しかし、次の瞬間、フレイはゆっくりと目を開けると、彼の体を支えるはずの硬い地面の感触はなく、代わりに、心地よい風が穏やかに肌を撫でていた。
その柔らかい感覚に、彼はゆっくりと上体を起こし、周囲を見渡した。
目の前に広がるのは、まるで何事もなかったかのような、いつもと変わらないメラル村の風景だった。
「ここは?」
フレイは驚きと困惑の入り混じった声を漏らした。
あの爆発の衝撃で吹き飛ばされたはずなのに、どういうわけか、今は村の丘に横たわっている。
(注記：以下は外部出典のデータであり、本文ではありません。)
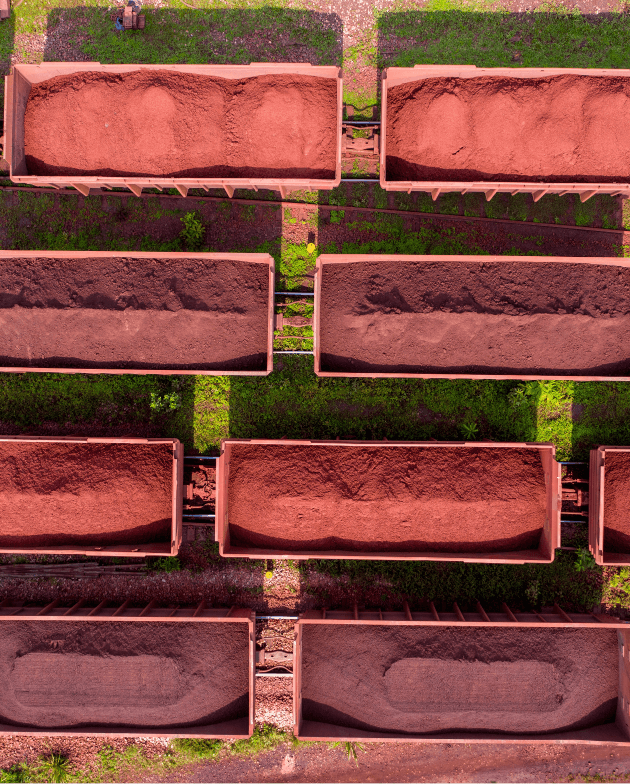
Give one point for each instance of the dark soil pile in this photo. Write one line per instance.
(423, 680)
(56, 675)
(475, 317)
(410, 499)
(168, 124)
(616, 495)
(85, 494)
(179, 314)
(554, 129)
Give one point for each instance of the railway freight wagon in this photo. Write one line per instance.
(608, 515)
(472, 317)
(136, 312)
(127, 671)
(118, 496)
(462, 677)
(450, 501)
(92, 126)
(460, 128)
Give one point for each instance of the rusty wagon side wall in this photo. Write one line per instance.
(200, 615)
(596, 519)
(550, 538)
(352, 258)
(18, 86)
(252, 258)
(396, 76)
(617, 733)
(129, 550)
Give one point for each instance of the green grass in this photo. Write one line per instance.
(446, 33)
(521, 587)
(111, 766)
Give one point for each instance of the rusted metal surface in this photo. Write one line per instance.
(597, 522)
(396, 76)
(352, 258)
(617, 733)
(257, 258)
(550, 538)
(128, 551)
(18, 86)
(151, 613)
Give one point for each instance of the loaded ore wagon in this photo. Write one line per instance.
(462, 677)
(111, 312)
(119, 496)
(122, 670)
(450, 501)
(460, 128)
(608, 514)
(472, 317)
(92, 126)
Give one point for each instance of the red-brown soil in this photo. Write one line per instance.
(616, 495)
(193, 314)
(475, 317)
(423, 680)
(85, 494)
(372, 499)
(556, 129)
(60, 675)
(167, 124)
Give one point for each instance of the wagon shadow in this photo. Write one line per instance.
(196, 35)
(7, 39)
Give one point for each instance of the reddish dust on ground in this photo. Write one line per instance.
(61, 675)
(168, 124)
(616, 494)
(557, 129)
(193, 314)
(85, 494)
(421, 680)
(475, 317)
(385, 498)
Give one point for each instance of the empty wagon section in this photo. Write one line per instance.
(80, 495)
(534, 130)
(419, 676)
(183, 126)
(122, 670)
(101, 312)
(472, 317)
(388, 500)
(609, 522)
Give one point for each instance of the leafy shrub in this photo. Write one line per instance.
(193, 233)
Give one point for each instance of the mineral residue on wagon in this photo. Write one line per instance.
(569, 128)
(80, 494)
(120, 312)
(474, 316)
(164, 123)
(110, 675)
(422, 680)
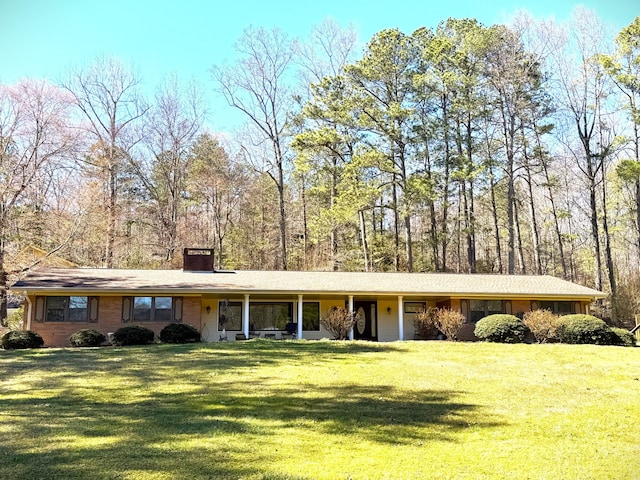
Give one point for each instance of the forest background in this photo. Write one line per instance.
(511, 149)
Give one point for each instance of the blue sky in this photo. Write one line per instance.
(42, 38)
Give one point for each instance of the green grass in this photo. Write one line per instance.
(321, 410)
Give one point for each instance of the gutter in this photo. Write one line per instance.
(29, 309)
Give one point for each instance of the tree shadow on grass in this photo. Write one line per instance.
(140, 418)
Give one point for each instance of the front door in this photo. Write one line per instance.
(366, 327)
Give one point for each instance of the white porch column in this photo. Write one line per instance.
(400, 319)
(245, 316)
(300, 304)
(351, 311)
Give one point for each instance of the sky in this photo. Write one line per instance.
(44, 38)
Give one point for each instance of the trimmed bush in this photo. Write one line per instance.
(339, 322)
(87, 337)
(501, 328)
(17, 339)
(624, 337)
(580, 328)
(425, 323)
(543, 324)
(449, 322)
(179, 333)
(132, 335)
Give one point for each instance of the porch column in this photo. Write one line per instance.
(300, 304)
(400, 319)
(351, 311)
(245, 316)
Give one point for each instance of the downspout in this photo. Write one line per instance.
(400, 319)
(29, 310)
(245, 316)
(300, 310)
(351, 312)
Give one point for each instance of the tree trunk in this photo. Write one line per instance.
(496, 224)
(363, 239)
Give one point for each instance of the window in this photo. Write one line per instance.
(311, 316)
(414, 307)
(67, 309)
(479, 309)
(152, 309)
(267, 315)
(270, 316)
(230, 316)
(560, 308)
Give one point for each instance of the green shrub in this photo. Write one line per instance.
(501, 328)
(339, 322)
(14, 319)
(425, 323)
(623, 337)
(21, 339)
(580, 328)
(543, 324)
(87, 337)
(132, 335)
(179, 333)
(449, 322)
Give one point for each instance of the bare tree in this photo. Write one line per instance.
(107, 95)
(34, 142)
(170, 132)
(583, 91)
(256, 85)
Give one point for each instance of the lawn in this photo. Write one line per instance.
(321, 410)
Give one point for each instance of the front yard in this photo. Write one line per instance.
(321, 410)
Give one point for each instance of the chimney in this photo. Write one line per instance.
(198, 260)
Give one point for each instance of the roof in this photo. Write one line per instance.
(116, 281)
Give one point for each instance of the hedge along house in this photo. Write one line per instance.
(274, 304)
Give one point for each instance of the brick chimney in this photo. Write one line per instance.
(198, 260)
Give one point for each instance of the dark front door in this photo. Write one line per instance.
(366, 327)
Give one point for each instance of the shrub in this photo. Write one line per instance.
(87, 338)
(339, 322)
(449, 322)
(14, 319)
(622, 336)
(501, 328)
(21, 339)
(425, 323)
(132, 335)
(543, 324)
(179, 333)
(580, 328)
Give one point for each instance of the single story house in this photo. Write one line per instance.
(274, 304)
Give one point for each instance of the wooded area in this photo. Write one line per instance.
(464, 148)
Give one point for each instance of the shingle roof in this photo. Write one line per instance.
(294, 282)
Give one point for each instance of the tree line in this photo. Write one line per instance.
(468, 148)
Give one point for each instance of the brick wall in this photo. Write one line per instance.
(56, 334)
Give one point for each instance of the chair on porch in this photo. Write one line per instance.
(290, 329)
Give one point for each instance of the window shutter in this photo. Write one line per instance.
(93, 309)
(126, 309)
(464, 308)
(507, 307)
(177, 309)
(40, 309)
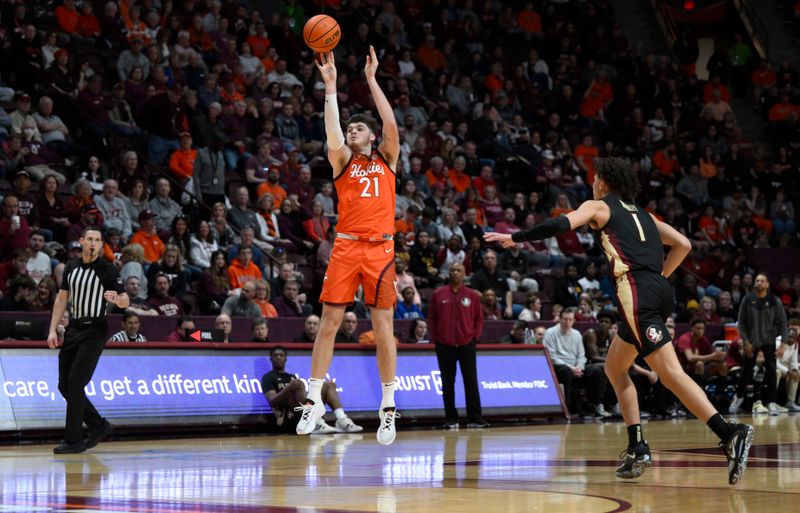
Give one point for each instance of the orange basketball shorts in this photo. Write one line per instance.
(354, 263)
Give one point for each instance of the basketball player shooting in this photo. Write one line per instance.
(633, 242)
(363, 253)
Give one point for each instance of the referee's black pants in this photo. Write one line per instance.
(466, 357)
(767, 392)
(83, 345)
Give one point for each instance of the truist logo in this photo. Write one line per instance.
(357, 171)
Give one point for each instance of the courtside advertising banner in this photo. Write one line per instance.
(158, 387)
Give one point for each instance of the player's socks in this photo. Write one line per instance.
(315, 390)
(635, 435)
(721, 427)
(387, 401)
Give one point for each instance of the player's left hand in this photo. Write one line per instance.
(503, 239)
(371, 67)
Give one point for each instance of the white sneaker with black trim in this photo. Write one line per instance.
(323, 428)
(386, 431)
(346, 425)
(310, 417)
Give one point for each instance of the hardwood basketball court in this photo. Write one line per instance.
(552, 467)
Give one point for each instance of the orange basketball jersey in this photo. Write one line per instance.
(366, 190)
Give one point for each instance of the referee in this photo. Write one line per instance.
(87, 285)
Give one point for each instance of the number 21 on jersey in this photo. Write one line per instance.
(369, 184)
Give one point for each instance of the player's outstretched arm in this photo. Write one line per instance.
(338, 152)
(390, 145)
(679, 246)
(591, 212)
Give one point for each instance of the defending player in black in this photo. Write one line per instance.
(88, 284)
(633, 242)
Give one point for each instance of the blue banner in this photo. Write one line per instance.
(144, 387)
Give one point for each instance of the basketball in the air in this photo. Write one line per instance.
(322, 33)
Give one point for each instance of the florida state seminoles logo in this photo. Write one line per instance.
(654, 334)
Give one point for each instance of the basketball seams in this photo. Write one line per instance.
(330, 33)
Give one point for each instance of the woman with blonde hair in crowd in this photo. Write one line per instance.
(45, 296)
(317, 225)
(170, 264)
(133, 265)
(203, 245)
(220, 229)
(215, 286)
(263, 292)
(533, 308)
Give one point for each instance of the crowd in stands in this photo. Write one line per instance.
(190, 131)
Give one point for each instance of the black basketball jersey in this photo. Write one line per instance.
(630, 239)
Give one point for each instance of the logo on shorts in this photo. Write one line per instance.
(654, 334)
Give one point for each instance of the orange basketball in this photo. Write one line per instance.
(322, 33)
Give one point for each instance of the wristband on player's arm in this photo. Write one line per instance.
(545, 229)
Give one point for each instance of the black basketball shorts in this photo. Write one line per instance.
(645, 301)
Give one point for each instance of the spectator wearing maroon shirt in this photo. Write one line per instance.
(303, 189)
(161, 300)
(455, 323)
(696, 353)
(14, 229)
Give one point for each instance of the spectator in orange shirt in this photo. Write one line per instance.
(781, 110)
(708, 167)
(148, 238)
(715, 85)
(273, 186)
(666, 162)
(405, 224)
(763, 79)
(181, 163)
(263, 293)
(494, 81)
(67, 17)
(88, 26)
(529, 21)
(585, 154)
(429, 57)
(597, 97)
(259, 42)
(242, 269)
(484, 180)
(457, 178)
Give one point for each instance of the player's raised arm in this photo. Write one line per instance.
(338, 152)
(679, 246)
(591, 212)
(390, 145)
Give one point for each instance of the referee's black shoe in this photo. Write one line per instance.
(70, 448)
(635, 460)
(737, 450)
(99, 434)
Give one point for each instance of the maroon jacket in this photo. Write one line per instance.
(455, 318)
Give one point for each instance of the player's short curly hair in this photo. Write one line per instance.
(371, 123)
(618, 174)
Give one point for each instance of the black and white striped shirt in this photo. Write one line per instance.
(121, 336)
(86, 284)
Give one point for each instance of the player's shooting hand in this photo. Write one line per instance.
(371, 67)
(503, 239)
(326, 65)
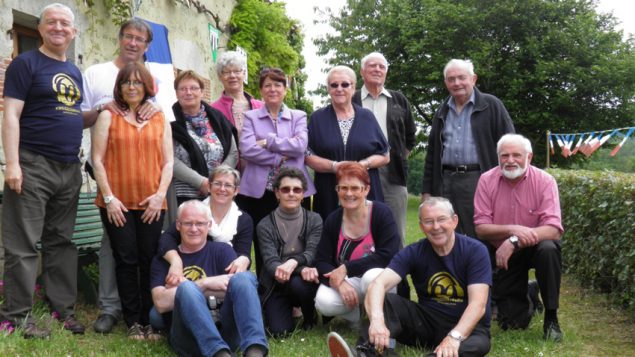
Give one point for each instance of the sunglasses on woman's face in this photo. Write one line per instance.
(287, 189)
(343, 85)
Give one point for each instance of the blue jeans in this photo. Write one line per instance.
(194, 333)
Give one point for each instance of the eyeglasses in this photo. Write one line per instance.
(440, 220)
(286, 189)
(351, 189)
(130, 37)
(191, 89)
(343, 85)
(132, 83)
(198, 225)
(235, 72)
(227, 186)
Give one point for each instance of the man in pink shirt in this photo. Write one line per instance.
(517, 212)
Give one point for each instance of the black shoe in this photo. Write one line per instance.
(337, 346)
(552, 331)
(104, 323)
(71, 324)
(32, 331)
(533, 293)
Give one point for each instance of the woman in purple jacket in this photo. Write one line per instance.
(272, 137)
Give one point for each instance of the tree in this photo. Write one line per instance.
(271, 39)
(556, 65)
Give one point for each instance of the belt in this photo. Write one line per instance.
(462, 168)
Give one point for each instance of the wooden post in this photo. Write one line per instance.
(548, 134)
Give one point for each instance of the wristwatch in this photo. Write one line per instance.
(514, 240)
(456, 335)
(108, 199)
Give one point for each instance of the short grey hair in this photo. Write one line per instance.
(376, 55)
(348, 71)
(230, 58)
(225, 170)
(58, 6)
(199, 206)
(514, 139)
(437, 201)
(462, 64)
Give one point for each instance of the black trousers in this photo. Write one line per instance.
(510, 286)
(411, 324)
(459, 188)
(133, 246)
(278, 307)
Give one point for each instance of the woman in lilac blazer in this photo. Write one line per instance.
(272, 137)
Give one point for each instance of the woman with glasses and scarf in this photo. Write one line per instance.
(288, 239)
(228, 225)
(340, 132)
(358, 240)
(133, 163)
(273, 137)
(203, 139)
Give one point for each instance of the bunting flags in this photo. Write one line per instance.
(587, 143)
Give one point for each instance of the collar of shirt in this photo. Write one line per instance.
(366, 93)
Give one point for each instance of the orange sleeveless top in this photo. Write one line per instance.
(133, 160)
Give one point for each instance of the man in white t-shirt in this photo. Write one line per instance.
(135, 36)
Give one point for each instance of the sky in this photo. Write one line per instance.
(302, 10)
耳を澄ませば、村からは人々の声が聞こえ、平和で穏やかな生活音が心地よく響いてくる。
「夢、だったのか?」
フレイは額に手をやり、冷や汗を拭いながらゆっくりと立ち上がった。
全身を包んでいた恐怖や緊張感が、一気に抜けていくのを感じる。それと同時に、心の奥底から湧き上がる不思議な感覚に、彼は困惑していた。
目の前にいたはずの魔獣の群れも、そしてその後に起こった爆発も、まるで幻のように跡形もなく消えてしまっていたのだ。
「フレイ!」
遠くから響いてくる声に、フレイは思わず振り返った。